Dikatakannya, manfaat pada pembelajaran online adalah mempermudah siswa dalam mengakses materi dari berbagai situs secara simultan, baik berupa teks, audio, atau video, dan membantu terbentuknya koneksi antar konsep untuk membentuk konsep baru pada siswa.
Hanya saja, jelas Gubernur, pembelajaran online diperhadapkan pada kendala infrastruktur terutama tersedianya jaringan internet, komputer, HP android, pulsa data, termasuk penguasaan teknologi informasi.
Program ini lanjut gubernur, merupakan sebuah langkah terobosan yang patut diberi dukungan dan apresiasi yang tinggi karena menjadi langkah solutif pembelajaran di masa Covid-19, dan dalam rentang jangka panjang.
“Kita menghadapi revolusi industri 4.0 yang merupakan abad baru, dimana tenaga manusia secara perlahan akan banyak diganti dengan teknologi.
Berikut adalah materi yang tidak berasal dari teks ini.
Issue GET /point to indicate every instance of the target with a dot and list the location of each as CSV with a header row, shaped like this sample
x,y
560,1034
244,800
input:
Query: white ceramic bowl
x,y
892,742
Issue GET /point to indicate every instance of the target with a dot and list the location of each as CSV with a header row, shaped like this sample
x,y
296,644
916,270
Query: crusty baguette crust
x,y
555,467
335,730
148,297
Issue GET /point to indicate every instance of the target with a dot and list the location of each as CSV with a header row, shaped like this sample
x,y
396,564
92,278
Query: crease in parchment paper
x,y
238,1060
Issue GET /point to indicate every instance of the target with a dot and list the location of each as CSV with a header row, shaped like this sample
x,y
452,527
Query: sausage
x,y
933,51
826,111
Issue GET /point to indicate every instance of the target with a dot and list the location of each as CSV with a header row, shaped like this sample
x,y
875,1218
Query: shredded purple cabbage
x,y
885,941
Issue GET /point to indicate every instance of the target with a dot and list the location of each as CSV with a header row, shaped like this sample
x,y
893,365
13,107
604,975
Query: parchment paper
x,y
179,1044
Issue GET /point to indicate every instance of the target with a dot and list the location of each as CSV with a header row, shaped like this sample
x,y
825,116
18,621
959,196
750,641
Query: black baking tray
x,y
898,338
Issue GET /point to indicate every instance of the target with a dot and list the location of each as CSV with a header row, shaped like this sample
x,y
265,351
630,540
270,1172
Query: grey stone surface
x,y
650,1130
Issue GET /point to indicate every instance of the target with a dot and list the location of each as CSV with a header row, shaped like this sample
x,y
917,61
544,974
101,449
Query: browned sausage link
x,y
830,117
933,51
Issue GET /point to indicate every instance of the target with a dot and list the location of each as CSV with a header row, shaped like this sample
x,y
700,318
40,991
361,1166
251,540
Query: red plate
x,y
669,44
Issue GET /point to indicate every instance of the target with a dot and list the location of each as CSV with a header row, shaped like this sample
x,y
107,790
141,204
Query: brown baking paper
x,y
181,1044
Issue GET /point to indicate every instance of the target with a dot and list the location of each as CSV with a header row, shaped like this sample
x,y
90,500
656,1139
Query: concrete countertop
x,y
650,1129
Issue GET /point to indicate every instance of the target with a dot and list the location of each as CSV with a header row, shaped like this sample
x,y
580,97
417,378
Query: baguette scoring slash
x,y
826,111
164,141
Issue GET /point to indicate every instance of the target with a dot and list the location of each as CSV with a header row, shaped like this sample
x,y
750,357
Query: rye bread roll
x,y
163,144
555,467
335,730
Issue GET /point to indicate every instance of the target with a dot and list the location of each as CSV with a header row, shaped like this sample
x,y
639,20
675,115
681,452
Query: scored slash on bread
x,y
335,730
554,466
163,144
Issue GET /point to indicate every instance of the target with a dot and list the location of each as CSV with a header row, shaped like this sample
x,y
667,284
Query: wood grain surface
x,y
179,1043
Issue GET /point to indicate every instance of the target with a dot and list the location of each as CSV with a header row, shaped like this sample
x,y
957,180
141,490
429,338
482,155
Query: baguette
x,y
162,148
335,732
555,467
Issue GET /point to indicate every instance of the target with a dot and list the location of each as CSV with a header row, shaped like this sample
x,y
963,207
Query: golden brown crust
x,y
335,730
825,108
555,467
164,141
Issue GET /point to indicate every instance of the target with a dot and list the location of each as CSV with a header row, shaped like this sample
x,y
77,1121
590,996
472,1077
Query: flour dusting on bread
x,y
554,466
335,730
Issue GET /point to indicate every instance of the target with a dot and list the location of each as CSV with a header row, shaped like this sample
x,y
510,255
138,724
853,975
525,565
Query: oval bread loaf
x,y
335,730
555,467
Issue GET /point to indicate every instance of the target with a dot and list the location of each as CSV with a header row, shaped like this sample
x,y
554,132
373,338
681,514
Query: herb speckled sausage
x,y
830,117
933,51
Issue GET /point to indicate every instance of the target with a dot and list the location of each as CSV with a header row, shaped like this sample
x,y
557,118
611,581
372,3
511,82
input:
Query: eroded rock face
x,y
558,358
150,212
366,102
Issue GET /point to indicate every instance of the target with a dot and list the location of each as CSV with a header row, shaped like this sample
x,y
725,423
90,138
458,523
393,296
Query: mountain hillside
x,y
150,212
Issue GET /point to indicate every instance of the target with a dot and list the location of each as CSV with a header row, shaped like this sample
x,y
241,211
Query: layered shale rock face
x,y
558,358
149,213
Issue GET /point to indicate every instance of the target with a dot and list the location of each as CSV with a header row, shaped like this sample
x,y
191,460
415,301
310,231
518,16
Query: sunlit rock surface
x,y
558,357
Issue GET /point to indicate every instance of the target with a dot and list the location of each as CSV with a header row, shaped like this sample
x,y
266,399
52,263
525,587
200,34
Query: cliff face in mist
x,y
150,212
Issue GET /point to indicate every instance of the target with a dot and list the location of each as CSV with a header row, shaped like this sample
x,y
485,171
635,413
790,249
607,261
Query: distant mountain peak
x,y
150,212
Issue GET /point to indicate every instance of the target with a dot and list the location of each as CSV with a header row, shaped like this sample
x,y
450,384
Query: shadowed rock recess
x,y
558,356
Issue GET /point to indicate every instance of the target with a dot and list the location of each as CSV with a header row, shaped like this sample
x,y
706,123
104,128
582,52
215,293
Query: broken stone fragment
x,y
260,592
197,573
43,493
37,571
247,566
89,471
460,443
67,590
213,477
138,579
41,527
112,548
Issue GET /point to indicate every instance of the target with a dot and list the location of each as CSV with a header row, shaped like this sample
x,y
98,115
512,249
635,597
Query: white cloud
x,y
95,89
Tanpa penguasaan teknologi terutama teknologi informasi, kita hanya akan memperpanjang barisan penganggur intelek di Maluku,” katanya mengingatkan.
Dikatakan, manfaat pada pembelajaran online adalah mempermudah siswa dalam mengakses materi dari berbagai situs secara simultan, baik berupa teks, audio, atau video, dan membantu terbentuknya koneksi antar konsep untuk membentuk konsep baru pada siswa.
Sementara Kepala Dinas Pendidikan dan Kebudayaan (Dikbud) Provinsi Maluku, Dr Insun Sangadji menambahkan, kondisi geografis Maluki yang terdiri dari pulau-pulau yang diperparah dengan distribusi dan penyebaran guru yang tidak merat, kendala infrastruktur informasi dan jaringan listrik terbatas sehingga menyebabkan Dikbud harus mengambil kebijakan seperti ini.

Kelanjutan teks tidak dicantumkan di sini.